CABG is considered the treatment of choice for LMCA CTO (3). However, several reports of successful PCI have been published, particularly in patients with protected LCA by previous CABG and patients with good collaterals.10 Guidewire selection and crossing of the occlusion are the most crucial steps in CTO PCI. Recent advances in guidewire technology and crossing techniques yield a success rate of 80–90% in CTO PCI.11 PCI can be done either by antegrade or retrograde approach.

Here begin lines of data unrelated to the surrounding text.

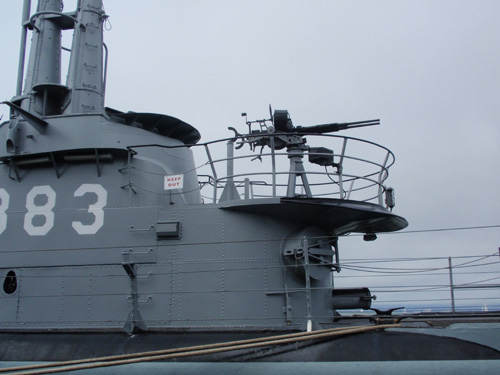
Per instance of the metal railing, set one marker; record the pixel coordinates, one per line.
(349, 168)
(437, 284)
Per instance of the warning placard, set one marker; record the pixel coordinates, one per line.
(175, 181)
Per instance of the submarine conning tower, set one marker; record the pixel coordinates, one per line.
(107, 222)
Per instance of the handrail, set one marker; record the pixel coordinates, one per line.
(270, 172)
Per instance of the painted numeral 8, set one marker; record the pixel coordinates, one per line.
(45, 210)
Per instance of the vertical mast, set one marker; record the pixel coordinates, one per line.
(22, 49)
(85, 75)
(44, 68)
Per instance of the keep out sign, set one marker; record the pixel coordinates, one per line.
(175, 181)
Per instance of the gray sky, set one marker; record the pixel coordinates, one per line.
(430, 70)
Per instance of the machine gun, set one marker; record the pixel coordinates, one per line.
(285, 134)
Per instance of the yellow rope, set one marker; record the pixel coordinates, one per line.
(123, 359)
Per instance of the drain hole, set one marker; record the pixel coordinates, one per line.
(10, 283)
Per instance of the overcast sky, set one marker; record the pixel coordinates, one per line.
(430, 70)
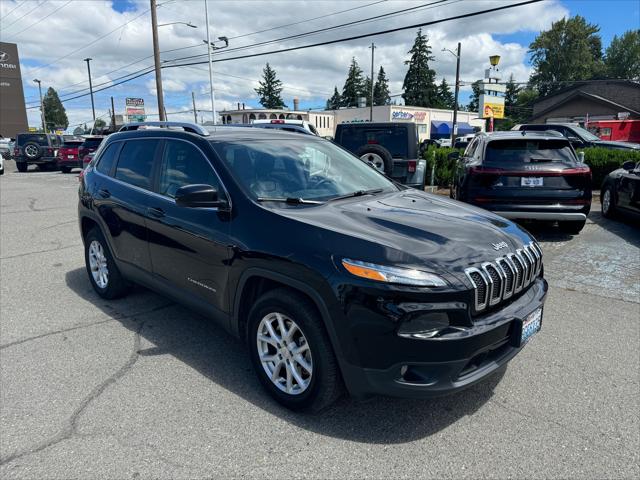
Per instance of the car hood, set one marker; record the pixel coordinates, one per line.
(613, 144)
(413, 228)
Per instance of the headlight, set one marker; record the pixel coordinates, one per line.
(387, 274)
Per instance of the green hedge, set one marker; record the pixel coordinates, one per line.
(600, 160)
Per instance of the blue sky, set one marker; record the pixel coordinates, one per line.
(311, 75)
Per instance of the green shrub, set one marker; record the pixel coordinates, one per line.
(602, 161)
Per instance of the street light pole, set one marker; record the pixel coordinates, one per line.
(44, 126)
(454, 130)
(156, 57)
(93, 108)
(213, 97)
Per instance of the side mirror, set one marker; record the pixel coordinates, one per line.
(629, 165)
(199, 196)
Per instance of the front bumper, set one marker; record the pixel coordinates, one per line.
(422, 368)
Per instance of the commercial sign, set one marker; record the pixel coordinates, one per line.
(134, 109)
(13, 114)
(491, 106)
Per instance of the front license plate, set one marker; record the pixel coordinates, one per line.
(531, 181)
(531, 325)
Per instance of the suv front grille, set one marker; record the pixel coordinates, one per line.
(497, 281)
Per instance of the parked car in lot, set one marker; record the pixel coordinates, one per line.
(390, 147)
(332, 274)
(69, 155)
(620, 193)
(525, 175)
(36, 149)
(578, 136)
(90, 145)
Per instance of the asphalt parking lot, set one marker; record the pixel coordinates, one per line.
(143, 388)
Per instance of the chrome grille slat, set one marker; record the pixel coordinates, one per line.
(497, 281)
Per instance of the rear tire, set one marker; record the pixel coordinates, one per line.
(572, 227)
(607, 202)
(103, 273)
(280, 323)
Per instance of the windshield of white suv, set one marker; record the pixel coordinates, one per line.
(300, 169)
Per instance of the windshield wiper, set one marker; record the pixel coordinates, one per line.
(357, 193)
(290, 200)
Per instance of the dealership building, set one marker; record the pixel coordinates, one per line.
(432, 123)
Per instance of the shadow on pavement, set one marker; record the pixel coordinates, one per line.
(207, 348)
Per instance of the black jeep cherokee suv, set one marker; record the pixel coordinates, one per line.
(332, 274)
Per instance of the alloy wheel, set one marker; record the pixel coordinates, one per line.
(375, 159)
(284, 353)
(98, 264)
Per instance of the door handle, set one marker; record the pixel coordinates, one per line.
(155, 212)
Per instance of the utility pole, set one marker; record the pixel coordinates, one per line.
(44, 125)
(156, 57)
(213, 97)
(93, 108)
(454, 129)
(372, 47)
(195, 112)
(113, 115)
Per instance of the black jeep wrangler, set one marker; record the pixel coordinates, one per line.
(37, 149)
(390, 147)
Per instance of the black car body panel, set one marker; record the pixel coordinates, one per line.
(493, 177)
(216, 260)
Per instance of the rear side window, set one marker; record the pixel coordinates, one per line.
(136, 162)
(528, 151)
(107, 159)
(183, 164)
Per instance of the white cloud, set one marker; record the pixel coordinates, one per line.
(309, 74)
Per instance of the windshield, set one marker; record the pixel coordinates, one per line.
(302, 169)
(586, 134)
(528, 151)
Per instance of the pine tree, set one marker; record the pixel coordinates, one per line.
(474, 99)
(54, 112)
(334, 102)
(381, 89)
(446, 99)
(353, 85)
(270, 89)
(419, 85)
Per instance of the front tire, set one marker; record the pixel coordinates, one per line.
(104, 275)
(608, 203)
(291, 352)
(572, 227)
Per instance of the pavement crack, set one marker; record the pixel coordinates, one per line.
(70, 429)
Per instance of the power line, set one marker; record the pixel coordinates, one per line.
(42, 19)
(327, 42)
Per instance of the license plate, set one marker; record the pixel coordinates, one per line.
(531, 325)
(531, 181)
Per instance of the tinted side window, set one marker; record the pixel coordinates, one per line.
(136, 162)
(183, 164)
(107, 159)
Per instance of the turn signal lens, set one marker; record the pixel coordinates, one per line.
(397, 275)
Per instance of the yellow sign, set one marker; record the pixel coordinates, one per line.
(492, 110)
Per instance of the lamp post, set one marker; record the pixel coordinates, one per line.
(454, 126)
(93, 108)
(44, 126)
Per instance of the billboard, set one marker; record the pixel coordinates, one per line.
(13, 114)
(134, 109)
(491, 106)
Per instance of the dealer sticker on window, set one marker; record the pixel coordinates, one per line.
(531, 325)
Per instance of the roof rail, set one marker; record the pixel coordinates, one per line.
(186, 126)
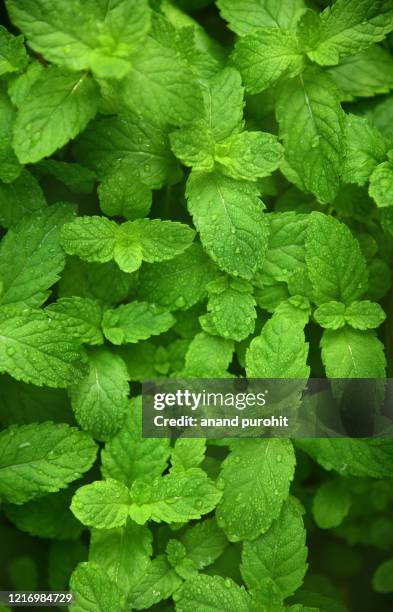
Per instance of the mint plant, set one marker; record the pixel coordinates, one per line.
(192, 189)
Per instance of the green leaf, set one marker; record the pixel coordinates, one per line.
(231, 308)
(103, 504)
(188, 453)
(249, 156)
(330, 315)
(81, 317)
(58, 107)
(208, 356)
(279, 352)
(252, 15)
(352, 457)
(31, 257)
(381, 185)
(41, 458)
(286, 252)
(10, 167)
(349, 27)
(365, 149)
(212, 593)
(279, 555)
(99, 400)
(364, 74)
(335, 263)
(158, 240)
(179, 283)
(90, 238)
(21, 197)
(63, 557)
(159, 581)
(103, 282)
(101, 39)
(255, 479)
(124, 553)
(382, 578)
(177, 556)
(129, 144)
(94, 591)
(122, 194)
(194, 147)
(128, 456)
(174, 498)
(349, 353)
(204, 542)
(229, 217)
(75, 177)
(13, 56)
(47, 517)
(331, 504)
(223, 104)
(311, 126)
(364, 315)
(135, 321)
(266, 56)
(161, 87)
(35, 351)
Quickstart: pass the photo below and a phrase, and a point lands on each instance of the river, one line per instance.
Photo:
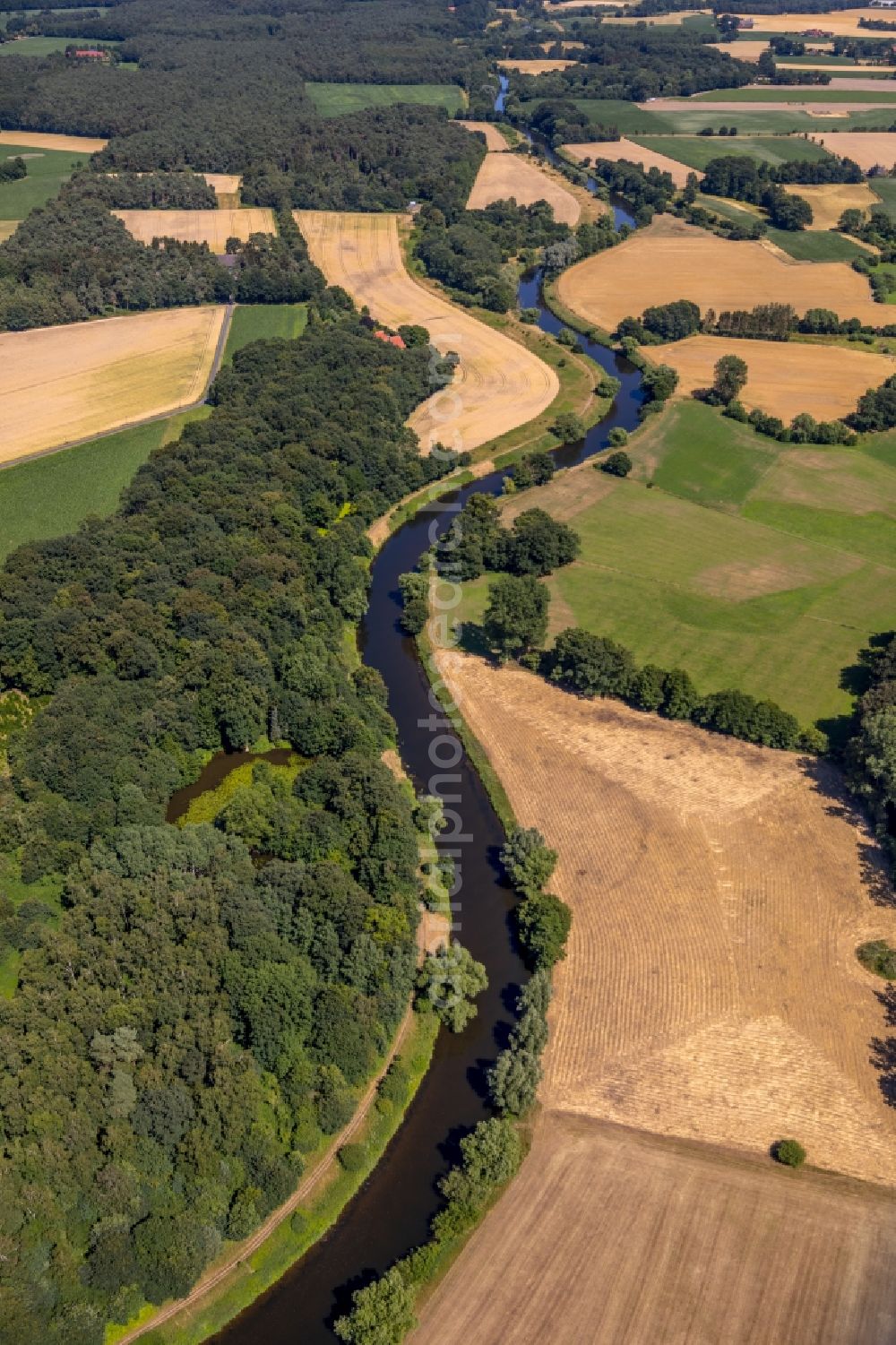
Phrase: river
(391, 1213)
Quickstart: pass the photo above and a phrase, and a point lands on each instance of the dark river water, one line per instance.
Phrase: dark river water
(391, 1213)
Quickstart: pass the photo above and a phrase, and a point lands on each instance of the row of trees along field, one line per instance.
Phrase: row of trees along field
(193, 1024)
(471, 255)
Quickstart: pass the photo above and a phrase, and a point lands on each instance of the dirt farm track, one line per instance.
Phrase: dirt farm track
(499, 384)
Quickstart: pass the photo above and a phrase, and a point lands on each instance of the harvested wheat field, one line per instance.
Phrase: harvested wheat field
(502, 177)
(536, 67)
(499, 384)
(43, 140)
(785, 377)
(868, 148)
(672, 260)
(495, 142)
(615, 150)
(841, 24)
(198, 226)
(719, 892)
(614, 1237)
(64, 384)
(831, 199)
(747, 50)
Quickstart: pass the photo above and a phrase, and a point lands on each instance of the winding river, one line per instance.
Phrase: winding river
(391, 1213)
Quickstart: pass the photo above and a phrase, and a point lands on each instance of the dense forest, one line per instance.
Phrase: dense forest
(194, 1024)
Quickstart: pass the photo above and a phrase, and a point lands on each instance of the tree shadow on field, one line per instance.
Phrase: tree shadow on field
(829, 783)
(883, 1056)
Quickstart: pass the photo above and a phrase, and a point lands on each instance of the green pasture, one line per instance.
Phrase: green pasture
(47, 169)
(815, 244)
(332, 99)
(46, 46)
(264, 322)
(51, 496)
(696, 151)
(805, 93)
(748, 563)
(754, 120)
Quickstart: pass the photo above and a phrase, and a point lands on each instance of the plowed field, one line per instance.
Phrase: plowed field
(504, 177)
(672, 260)
(719, 892)
(785, 377)
(499, 384)
(611, 1237)
(62, 384)
(198, 226)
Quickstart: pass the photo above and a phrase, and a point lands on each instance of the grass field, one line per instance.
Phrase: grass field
(748, 564)
(696, 151)
(264, 322)
(499, 384)
(504, 177)
(635, 152)
(47, 169)
(672, 260)
(96, 377)
(616, 1239)
(51, 496)
(43, 46)
(198, 226)
(804, 93)
(332, 99)
(869, 150)
(785, 377)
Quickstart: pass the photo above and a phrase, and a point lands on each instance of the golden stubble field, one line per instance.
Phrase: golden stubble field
(785, 377)
(64, 384)
(499, 384)
(831, 198)
(504, 177)
(614, 1237)
(672, 260)
(719, 892)
(868, 148)
(198, 226)
(616, 150)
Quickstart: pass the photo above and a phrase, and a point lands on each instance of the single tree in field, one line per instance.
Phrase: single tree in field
(729, 377)
(517, 614)
(788, 1151)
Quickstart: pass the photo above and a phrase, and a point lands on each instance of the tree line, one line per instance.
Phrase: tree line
(194, 1022)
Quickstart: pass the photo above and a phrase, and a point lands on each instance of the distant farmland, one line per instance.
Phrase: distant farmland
(332, 99)
(64, 384)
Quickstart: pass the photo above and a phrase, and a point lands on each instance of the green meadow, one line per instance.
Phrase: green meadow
(332, 99)
(47, 169)
(750, 564)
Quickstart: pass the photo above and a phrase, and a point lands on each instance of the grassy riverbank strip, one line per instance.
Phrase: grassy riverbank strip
(303, 1220)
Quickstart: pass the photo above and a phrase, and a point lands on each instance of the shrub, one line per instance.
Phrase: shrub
(788, 1151)
(617, 464)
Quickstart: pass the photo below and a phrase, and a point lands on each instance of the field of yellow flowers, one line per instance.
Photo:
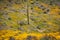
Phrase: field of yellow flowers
(44, 20)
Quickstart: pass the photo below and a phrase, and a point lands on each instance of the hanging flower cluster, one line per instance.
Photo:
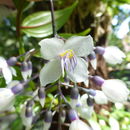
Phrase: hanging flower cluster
(67, 59)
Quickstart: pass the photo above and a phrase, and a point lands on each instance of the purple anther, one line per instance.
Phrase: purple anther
(29, 103)
(92, 92)
(24, 66)
(28, 112)
(48, 117)
(90, 101)
(41, 93)
(99, 50)
(29, 65)
(97, 80)
(92, 56)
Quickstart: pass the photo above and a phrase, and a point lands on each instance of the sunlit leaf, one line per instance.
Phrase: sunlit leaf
(39, 24)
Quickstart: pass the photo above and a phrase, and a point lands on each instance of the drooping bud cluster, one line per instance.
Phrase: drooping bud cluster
(63, 116)
(41, 96)
(47, 120)
(26, 69)
(27, 114)
(74, 94)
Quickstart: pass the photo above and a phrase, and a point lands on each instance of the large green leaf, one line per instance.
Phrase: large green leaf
(39, 24)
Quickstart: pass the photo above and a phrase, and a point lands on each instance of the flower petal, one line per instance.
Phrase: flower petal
(81, 45)
(80, 73)
(6, 99)
(51, 47)
(50, 72)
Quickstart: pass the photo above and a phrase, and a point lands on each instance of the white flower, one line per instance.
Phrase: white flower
(113, 55)
(65, 56)
(7, 71)
(78, 125)
(6, 99)
(115, 90)
(100, 97)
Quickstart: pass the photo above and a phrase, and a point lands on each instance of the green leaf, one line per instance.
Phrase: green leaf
(20, 4)
(16, 124)
(39, 24)
(67, 35)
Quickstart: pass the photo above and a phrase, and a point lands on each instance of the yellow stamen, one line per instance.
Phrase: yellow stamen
(68, 53)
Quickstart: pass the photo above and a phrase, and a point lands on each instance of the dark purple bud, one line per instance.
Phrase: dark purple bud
(63, 113)
(92, 56)
(41, 93)
(97, 80)
(29, 103)
(24, 67)
(28, 112)
(99, 50)
(48, 117)
(72, 115)
(74, 93)
(29, 65)
(92, 92)
(90, 101)
(17, 89)
(12, 61)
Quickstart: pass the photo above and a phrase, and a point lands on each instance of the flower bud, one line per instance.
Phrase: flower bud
(73, 115)
(97, 80)
(76, 123)
(90, 101)
(41, 95)
(27, 114)
(63, 115)
(12, 61)
(29, 103)
(17, 89)
(74, 94)
(100, 97)
(6, 99)
(99, 50)
(29, 68)
(93, 60)
(24, 69)
(47, 120)
(91, 92)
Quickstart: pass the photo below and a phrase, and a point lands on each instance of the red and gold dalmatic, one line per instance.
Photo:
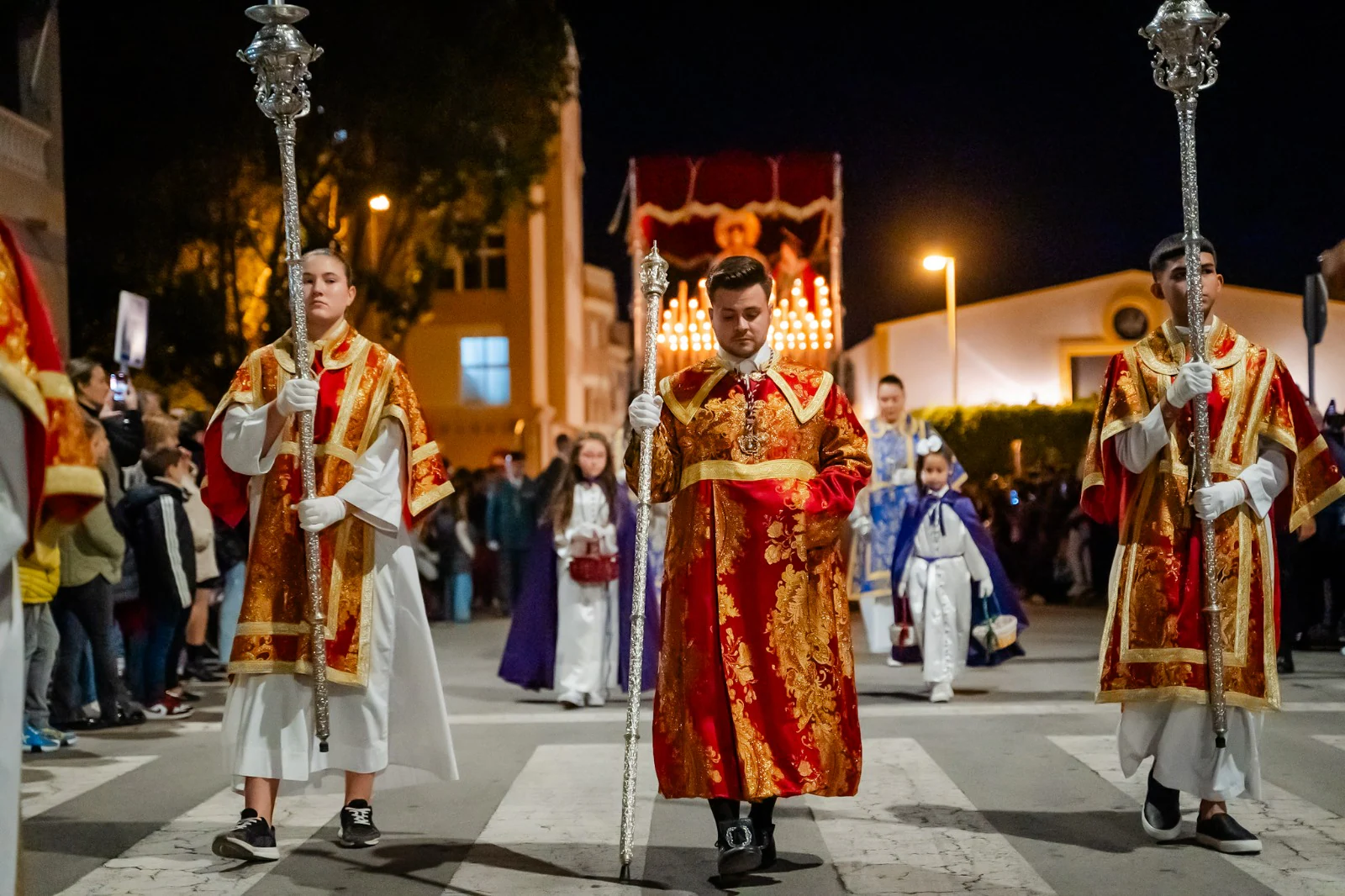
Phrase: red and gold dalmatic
(360, 387)
(1154, 640)
(757, 677)
(64, 482)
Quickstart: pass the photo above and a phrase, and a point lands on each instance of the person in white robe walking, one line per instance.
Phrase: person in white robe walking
(394, 724)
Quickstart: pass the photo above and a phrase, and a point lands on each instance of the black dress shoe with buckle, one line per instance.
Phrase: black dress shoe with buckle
(1226, 835)
(766, 841)
(1161, 814)
(739, 849)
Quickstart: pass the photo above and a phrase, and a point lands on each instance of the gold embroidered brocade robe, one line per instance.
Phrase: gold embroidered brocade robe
(360, 387)
(757, 676)
(1154, 640)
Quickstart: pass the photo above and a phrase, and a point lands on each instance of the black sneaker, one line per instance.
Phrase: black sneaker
(766, 840)
(356, 825)
(1161, 814)
(739, 849)
(252, 840)
(1226, 835)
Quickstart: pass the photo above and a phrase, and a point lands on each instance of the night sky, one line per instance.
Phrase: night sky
(1026, 141)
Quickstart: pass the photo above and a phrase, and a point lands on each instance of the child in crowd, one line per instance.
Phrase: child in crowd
(92, 560)
(40, 576)
(166, 559)
(943, 556)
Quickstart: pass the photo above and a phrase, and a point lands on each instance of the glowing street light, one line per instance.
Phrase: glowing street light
(950, 269)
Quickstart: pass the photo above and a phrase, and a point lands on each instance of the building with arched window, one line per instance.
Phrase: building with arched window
(1052, 346)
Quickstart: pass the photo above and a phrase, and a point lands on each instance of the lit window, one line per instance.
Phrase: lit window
(484, 370)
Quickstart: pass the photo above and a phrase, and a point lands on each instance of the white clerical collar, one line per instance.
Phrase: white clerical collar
(760, 361)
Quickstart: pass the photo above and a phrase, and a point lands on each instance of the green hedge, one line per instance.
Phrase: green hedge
(1053, 436)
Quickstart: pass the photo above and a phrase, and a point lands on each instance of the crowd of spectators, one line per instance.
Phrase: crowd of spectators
(119, 609)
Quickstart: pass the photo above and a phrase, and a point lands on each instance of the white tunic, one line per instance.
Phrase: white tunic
(13, 533)
(938, 586)
(585, 618)
(1179, 735)
(400, 732)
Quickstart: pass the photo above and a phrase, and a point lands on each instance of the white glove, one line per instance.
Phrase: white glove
(1194, 378)
(645, 412)
(1215, 501)
(316, 514)
(296, 396)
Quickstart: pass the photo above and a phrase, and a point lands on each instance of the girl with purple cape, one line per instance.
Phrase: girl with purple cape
(943, 559)
(572, 622)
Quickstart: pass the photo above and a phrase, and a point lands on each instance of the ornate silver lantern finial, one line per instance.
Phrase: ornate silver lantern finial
(279, 57)
(1183, 40)
(654, 272)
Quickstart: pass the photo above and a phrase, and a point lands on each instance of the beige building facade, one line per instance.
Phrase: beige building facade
(522, 340)
(1052, 346)
(33, 194)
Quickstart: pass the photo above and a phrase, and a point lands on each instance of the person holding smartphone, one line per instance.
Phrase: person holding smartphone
(118, 408)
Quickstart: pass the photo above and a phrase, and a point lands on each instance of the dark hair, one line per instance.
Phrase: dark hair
(81, 370)
(562, 498)
(943, 451)
(1174, 246)
(158, 461)
(330, 253)
(737, 272)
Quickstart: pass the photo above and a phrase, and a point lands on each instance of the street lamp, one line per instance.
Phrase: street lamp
(950, 276)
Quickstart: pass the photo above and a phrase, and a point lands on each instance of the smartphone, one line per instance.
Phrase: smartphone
(119, 390)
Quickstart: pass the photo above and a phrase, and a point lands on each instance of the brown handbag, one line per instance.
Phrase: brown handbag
(595, 569)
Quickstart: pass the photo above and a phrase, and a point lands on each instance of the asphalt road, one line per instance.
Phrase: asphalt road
(1010, 788)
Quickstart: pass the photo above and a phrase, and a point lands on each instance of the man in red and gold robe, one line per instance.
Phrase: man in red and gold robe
(47, 477)
(763, 461)
(1270, 465)
(377, 472)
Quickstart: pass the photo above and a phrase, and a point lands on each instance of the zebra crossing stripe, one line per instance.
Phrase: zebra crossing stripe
(556, 831)
(1304, 844)
(912, 830)
(177, 858)
(962, 708)
(49, 784)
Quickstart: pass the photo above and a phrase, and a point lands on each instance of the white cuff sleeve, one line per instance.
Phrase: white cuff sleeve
(1140, 444)
(1266, 478)
(244, 444)
(374, 492)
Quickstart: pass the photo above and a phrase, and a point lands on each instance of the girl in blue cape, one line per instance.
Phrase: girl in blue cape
(572, 620)
(950, 580)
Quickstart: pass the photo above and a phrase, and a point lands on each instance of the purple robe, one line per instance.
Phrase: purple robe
(1004, 600)
(530, 651)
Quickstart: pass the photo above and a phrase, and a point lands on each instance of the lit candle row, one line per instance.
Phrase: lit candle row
(798, 331)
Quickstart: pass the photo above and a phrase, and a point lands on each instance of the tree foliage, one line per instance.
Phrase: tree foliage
(451, 113)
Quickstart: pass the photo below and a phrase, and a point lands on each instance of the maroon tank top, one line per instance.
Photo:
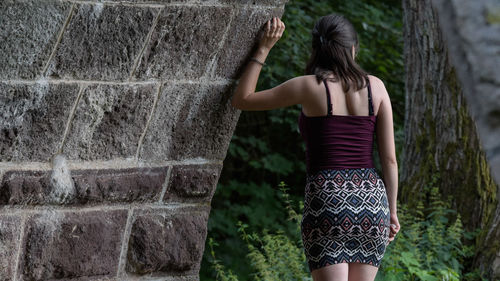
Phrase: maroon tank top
(338, 141)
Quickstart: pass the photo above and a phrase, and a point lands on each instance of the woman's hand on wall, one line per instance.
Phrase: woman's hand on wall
(272, 33)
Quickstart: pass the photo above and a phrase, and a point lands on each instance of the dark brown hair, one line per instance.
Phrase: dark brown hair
(332, 39)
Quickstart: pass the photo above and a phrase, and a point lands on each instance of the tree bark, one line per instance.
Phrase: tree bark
(441, 137)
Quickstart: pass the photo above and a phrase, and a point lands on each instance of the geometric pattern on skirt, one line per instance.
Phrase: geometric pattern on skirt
(345, 218)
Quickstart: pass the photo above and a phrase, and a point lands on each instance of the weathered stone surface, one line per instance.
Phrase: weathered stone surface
(162, 240)
(70, 245)
(125, 185)
(91, 186)
(108, 122)
(238, 46)
(33, 118)
(28, 33)
(192, 182)
(25, 187)
(183, 50)
(191, 120)
(9, 233)
(102, 42)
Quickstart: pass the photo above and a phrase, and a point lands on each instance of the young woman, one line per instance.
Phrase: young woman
(350, 211)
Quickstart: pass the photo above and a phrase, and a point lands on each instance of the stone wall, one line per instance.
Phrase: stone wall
(115, 118)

Apart from dyslipidemia, our patient had no risk factors for CAD. She presented with typical symptoms as described previously. She had normal LV function due to normal RCA, excellent collateral vessels and normal distal left system. She was extensively investigated for the cause of ostial LMCA involvement. Although her inflammatory markers were raised, the autoimmune markers were negative. CT angiogram of thoracic and abdominal aorta was normal. Coronary artery involvement is rare in Takayasu arteritis and is usually associated with involvement of arch vessels. Isolated coronary artery involvement is a rarer finding. Hence, we presumed the etiology of the disease to be atherosclerotic. The patient underwent CABG successfully without any complications. She is currently asymptomatic and doing well on follow up.
Conflicts of interest
The authors declare that they have no conflicts of interest.